Samsung’s latest Galaxy Note 9 has a nifty new feature: for the first time, the S Pen stylus has Bluetooth and can be charged instantly using a supercapacitor. Sticking the S Pen into the phone for 40 seconds gives it enough juice for 30 minutes of use, so battery life should no longer be a worry. But how exactly does this technology work? And what else could we use supercapacitors for?
Supercapacitors (or ultracapacitors) store energy and, in some ways, are the opposite of batteries. Batteries can hold a decent amount of energy but take a long time to charge, explains Thomas Miller, a materials scientist with the Electrochemical Innovation Lab at University College London. Supercapacitors charge so fast it seems instantaneous, taking just seconds or minutes versus hours. But they hold only a tiny amount of energy. Imagine getting shocked by static electricity — it happens very fast, but there’s only a little bit of shock.
“Supercapacitors will live longer than the phone itself,” says Gogotsi. “And most people will probably lose the stylus long before that” — which is what happened to him last time he had an S Pen.
In the world of energy storage research, batteries get most of the funding and interest, but scientists are trying to find ways to make supercapacitors store more energy. One approach, says Gogotsi, is to build them using promising materials that might be able to store more energy. Graphene is one example of such a material. Gogotsi’s group is working on another promising material, called transition-metal carbides. Other scientists are trying to combine batteries and supercapacitors.
While we’re waiting for the breakthrough that would make small supercapacitors hold as much energy as batteries, there are plenty of possible applications. They could be used for personal electronics that don’t need to be on constantly, like cleaning robots or power tools — “anything with downtime,” says Miller.
There’s a lot of interest in supercapacitors for electric vehicles, and Tesla’s CEO has said that supercapacitors, not batteries, will be the technology that really changes the industry. Already, Shanghai has a network of buses that run on supercapacitors called “capa buses.” At each stop, the bus charges the supercapacitor, and that gives it enough energy to drive for 10 or 15 minutes to the next stop.
Still, it seems unlikely that we’ll see supercapacitor-only cars, according to Miller. It takes an enormous amount of infrastructure for it to work in a city, and most likely it won’t be reliable with electric vehicles that need to go hundreds of miles at a time without charging.
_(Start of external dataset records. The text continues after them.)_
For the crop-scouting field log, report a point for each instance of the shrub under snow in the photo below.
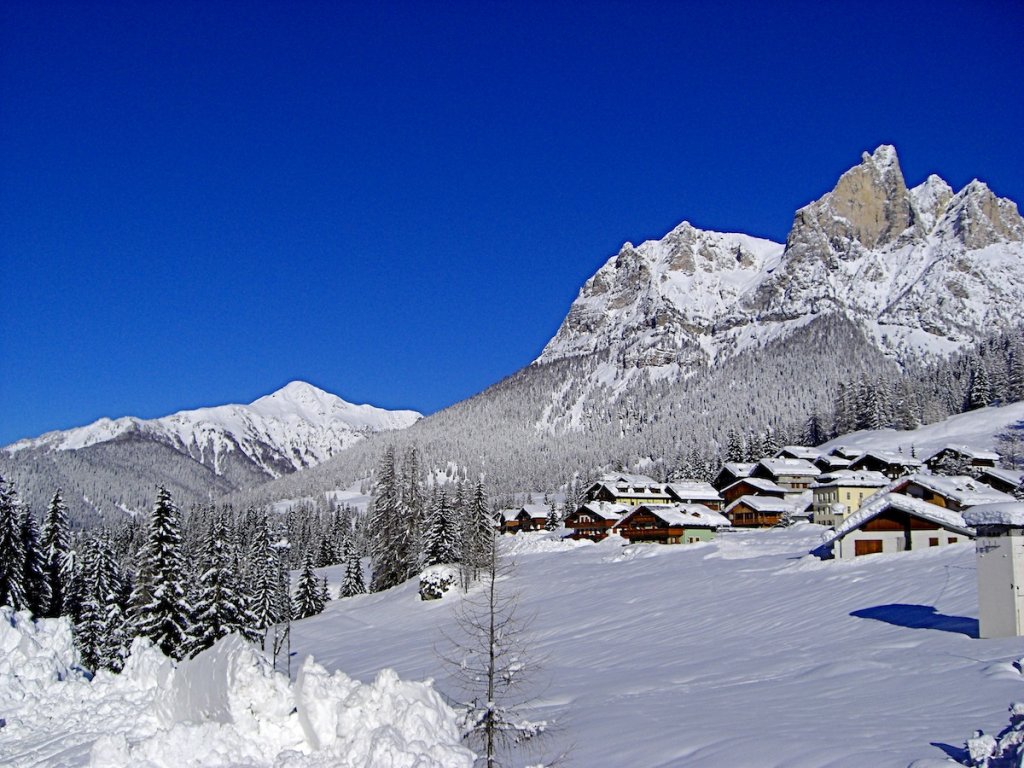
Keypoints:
(225, 707)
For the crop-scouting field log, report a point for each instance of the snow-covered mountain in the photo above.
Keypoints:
(920, 269)
(114, 464)
(296, 427)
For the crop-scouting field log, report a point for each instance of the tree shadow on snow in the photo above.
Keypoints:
(919, 617)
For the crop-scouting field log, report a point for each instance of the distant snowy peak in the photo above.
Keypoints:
(296, 427)
(921, 269)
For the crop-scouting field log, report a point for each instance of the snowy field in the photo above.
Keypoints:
(741, 652)
(745, 651)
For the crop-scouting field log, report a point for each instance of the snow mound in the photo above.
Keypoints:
(226, 707)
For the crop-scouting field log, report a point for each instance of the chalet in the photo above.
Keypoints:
(799, 452)
(730, 472)
(757, 512)
(594, 520)
(680, 523)
(507, 521)
(891, 465)
(1007, 480)
(532, 517)
(630, 489)
(951, 492)
(694, 492)
(963, 458)
(752, 486)
(829, 463)
(893, 522)
(793, 474)
(840, 494)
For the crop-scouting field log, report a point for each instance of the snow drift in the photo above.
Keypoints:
(226, 707)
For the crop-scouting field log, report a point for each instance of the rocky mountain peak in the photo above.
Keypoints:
(978, 218)
(870, 205)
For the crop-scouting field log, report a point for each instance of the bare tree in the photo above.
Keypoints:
(492, 666)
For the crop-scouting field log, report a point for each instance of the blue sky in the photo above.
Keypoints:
(397, 202)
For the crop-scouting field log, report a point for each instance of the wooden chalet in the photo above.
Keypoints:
(532, 517)
(1007, 480)
(950, 492)
(893, 522)
(752, 486)
(757, 512)
(507, 520)
(962, 456)
(694, 492)
(629, 489)
(891, 465)
(793, 474)
(730, 472)
(680, 523)
(594, 520)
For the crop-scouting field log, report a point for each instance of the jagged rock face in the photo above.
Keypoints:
(921, 269)
(650, 303)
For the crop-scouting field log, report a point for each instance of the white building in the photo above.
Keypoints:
(1000, 567)
(892, 522)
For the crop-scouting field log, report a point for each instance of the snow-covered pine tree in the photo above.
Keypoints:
(221, 601)
(56, 546)
(439, 542)
(101, 626)
(11, 550)
(391, 547)
(352, 581)
(37, 591)
(308, 594)
(160, 608)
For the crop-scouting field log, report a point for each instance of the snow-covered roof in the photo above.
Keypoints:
(693, 489)
(966, 491)
(738, 469)
(1010, 476)
(761, 504)
(790, 467)
(1007, 513)
(692, 515)
(889, 457)
(535, 510)
(850, 478)
(758, 482)
(799, 452)
(881, 502)
(969, 452)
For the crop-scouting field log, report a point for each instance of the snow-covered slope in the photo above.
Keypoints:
(296, 427)
(921, 269)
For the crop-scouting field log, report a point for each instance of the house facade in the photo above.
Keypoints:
(893, 522)
(680, 523)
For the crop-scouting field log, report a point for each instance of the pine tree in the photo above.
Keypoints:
(56, 547)
(308, 594)
(11, 551)
(391, 545)
(221, 605)
(352, 581)
(100, 628)
(37, 590)
(160, 609)
(439, 538)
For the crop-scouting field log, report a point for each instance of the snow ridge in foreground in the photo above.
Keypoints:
(226, 707)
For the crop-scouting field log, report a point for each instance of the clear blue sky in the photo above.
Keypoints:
(397, 202)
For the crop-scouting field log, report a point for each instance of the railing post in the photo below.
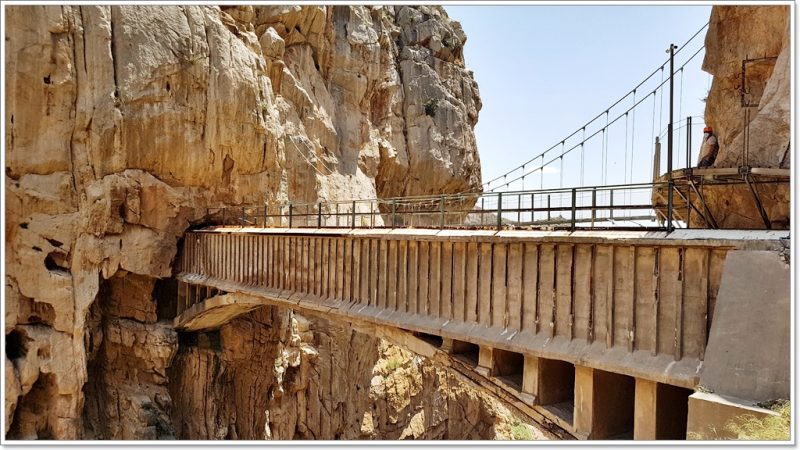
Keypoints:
(671, 184)
(533, 210)
(499, 211)
(441, 212)
(611, 204)
(483, 208)
(688, 141)
(672, 48)
(574, 201)
(548, 207)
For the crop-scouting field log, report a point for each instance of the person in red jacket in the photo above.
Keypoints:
(709, 148)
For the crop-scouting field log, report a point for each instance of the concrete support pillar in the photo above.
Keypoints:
(584, 400)
(447, 345)
(485, 361)
(645, 410)
(660, 411)
(530, 379)
(181, 297)
(556, 381)
(603, 403)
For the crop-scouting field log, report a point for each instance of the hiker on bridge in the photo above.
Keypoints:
(709, 148)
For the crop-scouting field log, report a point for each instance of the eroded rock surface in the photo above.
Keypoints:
(316, 379)
(125, 123)
(761, 34)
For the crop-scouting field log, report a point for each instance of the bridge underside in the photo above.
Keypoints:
(571, 325)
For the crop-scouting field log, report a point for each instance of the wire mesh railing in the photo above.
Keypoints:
(616, 206)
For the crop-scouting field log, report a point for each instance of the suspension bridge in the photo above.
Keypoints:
(598, 310)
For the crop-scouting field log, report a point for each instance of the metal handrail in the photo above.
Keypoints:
(576, 206)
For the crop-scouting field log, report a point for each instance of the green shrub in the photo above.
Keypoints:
(521, 432)
(770, 428)
(431, 106)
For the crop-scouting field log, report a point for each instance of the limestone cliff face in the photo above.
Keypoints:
(310, 378)
(737, 33)
(124, 123)
(760, 34)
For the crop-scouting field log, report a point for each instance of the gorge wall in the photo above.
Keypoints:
(749, 111)
(761, 34)
(124, 123)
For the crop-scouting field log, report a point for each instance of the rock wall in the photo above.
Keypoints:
(737, 33)
(124, 123)
(310, 378)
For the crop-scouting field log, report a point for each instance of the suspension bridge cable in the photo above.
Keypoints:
(661, 101)
(661, 68)
(633, 137)
(652, 135)
(582, 152)
(605, 157)
(625, 168)
(564, 152)
(680, 114)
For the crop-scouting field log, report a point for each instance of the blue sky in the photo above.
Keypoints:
(543, 71)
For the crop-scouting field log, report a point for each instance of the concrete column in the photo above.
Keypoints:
(530, 379)
(485, 361)
(447, 345)
(660, 411)
(181, 297)
(645, 410)
(603, 403)
(556, 382)
(584, 400)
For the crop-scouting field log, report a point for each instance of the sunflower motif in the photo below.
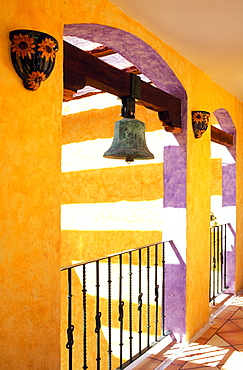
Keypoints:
(47, 48)
(23, 45)
(198, 117)
(34, 80)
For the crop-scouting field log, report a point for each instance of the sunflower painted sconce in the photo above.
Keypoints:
(200, 120)
(33, 55)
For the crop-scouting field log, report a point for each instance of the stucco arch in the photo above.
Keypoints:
(153, 66)
(229, 193)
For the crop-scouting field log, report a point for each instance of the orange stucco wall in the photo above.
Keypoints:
(31, 183)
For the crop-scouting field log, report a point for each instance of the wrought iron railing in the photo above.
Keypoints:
(116, 308)
(218, 261)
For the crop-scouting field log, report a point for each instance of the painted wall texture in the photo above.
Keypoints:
(31, 184)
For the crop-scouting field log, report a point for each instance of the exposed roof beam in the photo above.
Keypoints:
(221, 137)
(114, 81)
(101, 51)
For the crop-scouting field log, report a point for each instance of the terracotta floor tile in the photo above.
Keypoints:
(201, 341)
(172, 367)
(208, 334)
(238, 322)
(234, 362)
(231, 307)
(237, 315)
(225, 315)
(148, 364)
(233, 338)
(239, 348)
(229, 326)
(218, 323)
(191, 365)
(216, 340)
(227, 355)
(210, 357)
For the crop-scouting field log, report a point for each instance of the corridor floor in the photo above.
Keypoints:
(220, 347)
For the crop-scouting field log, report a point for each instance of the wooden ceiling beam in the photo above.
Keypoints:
(107, 78)
(101, 51)
(221, 137)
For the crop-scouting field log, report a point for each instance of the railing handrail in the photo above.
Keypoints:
(112, 255)
(226, 223)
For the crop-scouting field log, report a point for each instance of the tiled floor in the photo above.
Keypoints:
(220, 347)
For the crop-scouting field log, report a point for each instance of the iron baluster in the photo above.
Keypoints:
(70, 328)
(156, 292)
(121, 312)
(217, 250)
(221, 258)
(130, 305)
(84, 320)
(145, 258)
(140, 303)
(163, 288)
(109, 315)
(214, 266)
(225, 254)
(98, 316)
(148, 297)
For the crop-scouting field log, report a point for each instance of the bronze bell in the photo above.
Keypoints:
(129, 141)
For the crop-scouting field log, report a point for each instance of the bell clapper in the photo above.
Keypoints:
(129, 159)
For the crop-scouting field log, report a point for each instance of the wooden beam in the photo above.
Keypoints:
(114, 81)
(101, 51)
(221, 137)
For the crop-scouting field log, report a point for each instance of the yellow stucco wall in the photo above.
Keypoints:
(30, 183)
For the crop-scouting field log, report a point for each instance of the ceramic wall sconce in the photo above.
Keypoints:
(200, 120)
(33, 55)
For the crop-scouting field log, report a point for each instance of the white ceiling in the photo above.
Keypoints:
(207, 32)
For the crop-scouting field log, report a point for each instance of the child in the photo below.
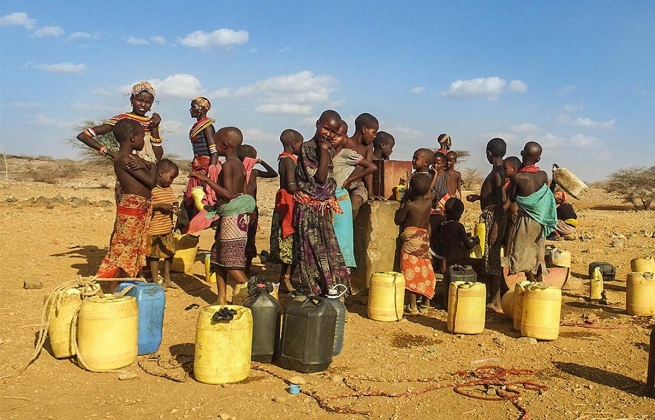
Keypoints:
(383, 144)
(345, 161)
(492, 200)
(129, 240)
(282, 246)
(321, 261)
(248, 155)
(414, 218)
(455, 243)
(164, 204)
(536, 218)
(366, 127)
(228, 251)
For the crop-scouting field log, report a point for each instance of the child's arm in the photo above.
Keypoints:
(270, 172)
(222, 192)
(87, 137)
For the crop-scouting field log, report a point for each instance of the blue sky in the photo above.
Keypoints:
(575, 76)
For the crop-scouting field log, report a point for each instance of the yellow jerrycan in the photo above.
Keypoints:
(542, 307)
(61, 330)
(507, 303)
(517, 310)
(467, 306)
(108, 332)
(223, 344)
(643, 265)
(640, 294)
(386, 296)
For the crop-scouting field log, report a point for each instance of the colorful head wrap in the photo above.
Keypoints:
(203, 103)
(444, 141)
(143, 87)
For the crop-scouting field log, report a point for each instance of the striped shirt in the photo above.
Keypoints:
(161, 223)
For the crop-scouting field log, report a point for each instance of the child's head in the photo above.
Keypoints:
(246, 150)
(199, 106)
(511, 165)
(451, 160)
(531, 153)
(384, 142)
(419, 185)
(454, 208)
(142, 97)
(127, 130)
(341, 135)
(496, 147)
(366, 125)
(422, 159)
(167, 171)
(291, 140)
(439, 161)
(228, 140)
(328, 125)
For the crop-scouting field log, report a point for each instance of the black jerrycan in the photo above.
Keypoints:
(265, 321)
(307, 338)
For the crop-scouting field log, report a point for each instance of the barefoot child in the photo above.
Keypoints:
(164, 205)
(282, 244)
(228, 251)
(383, 144)
(321, 262)
(536, 218)
(345, 161)
(129, 240)
(492, 200)
(366, 127)
(414, 218)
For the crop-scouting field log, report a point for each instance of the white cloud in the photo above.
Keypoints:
(518, 86)
(48, 32)
(254, 135)
(160, 40)
(485, 87)
(218, 38)
(566, 89)
(136, 41)
(67, 68)
(17, 19)
(79, 35)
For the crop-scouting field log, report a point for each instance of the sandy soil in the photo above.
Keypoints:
(55, 232)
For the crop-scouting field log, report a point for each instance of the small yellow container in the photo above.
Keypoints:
(542, 307)
(386, 296)
(108, 332)
(643, 265)
(640, 294)
(61, 328)
(223, 349)
(467, 306)
(517, 310)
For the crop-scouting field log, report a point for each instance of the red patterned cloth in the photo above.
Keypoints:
(130, 238)
(415, 262)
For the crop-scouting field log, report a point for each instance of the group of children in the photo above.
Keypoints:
(323, 183)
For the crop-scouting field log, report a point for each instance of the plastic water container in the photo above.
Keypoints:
(466, 307)
(334, 298)
(265, 324)
(386, 296)
(223, 347)
(542, 306)
(107, 332)
(151, 300)
(640, 294)
(307, 341)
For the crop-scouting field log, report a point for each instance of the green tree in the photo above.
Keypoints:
(634, 185)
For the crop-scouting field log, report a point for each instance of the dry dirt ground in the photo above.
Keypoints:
(53, 232)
But supercapacitors could be used with batteries to smooth the power fluctuations. Plus, batteries are damaged by charging and discharging quickly — like stopping and starting at traffic lights. If carmakers paired a battery with a supercapacitor, the supercapacitor could take over during these starts and spots. It’d quickly deliver some energy, reducing battery wear and extending its life.
Ultimately, for supercapacitors to take off, there needs to be more investment in research. “There’s been an explosion of battery research, but it’s only in the past few years that supercapacitors have been investigated more,” Miller says. “Supercapacitors are a materials challenge and we still need more fundamental understanding.”